Latest revision as of 11:19, 23 March 2011

United States Court of Appeals Eighth Circuit. BROS INCORPORATED, Appellant, v. BROWNING MANUFACTURING CO. and Shovel Supply Co., Inc., Appellees.


No. 17169.

May 27, 1963.

Bottom Line: Appeal of a ruling by a district court that held that a patent was invalid because it had been described in a pamphlet that published more than one year prior to the date of application of the patent. The US Court of Appeals affirmed this judgment, saying that the pamphlet had "sufficient particularity to enable one skilled in art of constructing patented article to reproduce the invention without having resort to the patent." Thus, again holding this patent to be invalid as per 35 USCA section 102(b).

More specifically it deals with a patent dealt to BROS inc. for a Pneumatic Roller Compactor on an application filed November 17, 1949. This patent had only obvious differences from a design outlining an invention called ‘50 Ton Compactor With Oscillating Wheels,’ which had been publicly distributed from July 16, through July 24, 1948, 16 months prior to the date of application.
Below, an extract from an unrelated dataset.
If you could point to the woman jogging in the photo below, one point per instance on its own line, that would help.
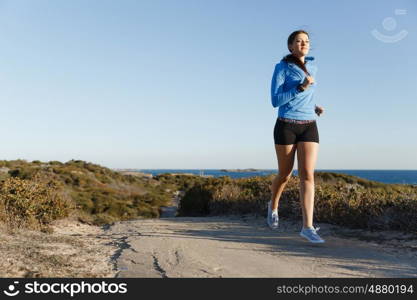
(295, 130)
The invention was fully described and illustrated in the packet.

Why this makes sense: Despite the fact that the invention described in the pamphlet mentioned seemingly had not been patented, the details had already been disclosed to the public. Thus the public stands nothing to gain from a patent with only obvious differences from the ones printed and thus the applicant in this case is seeking economical monopoly for little to no cost, relatively speaking.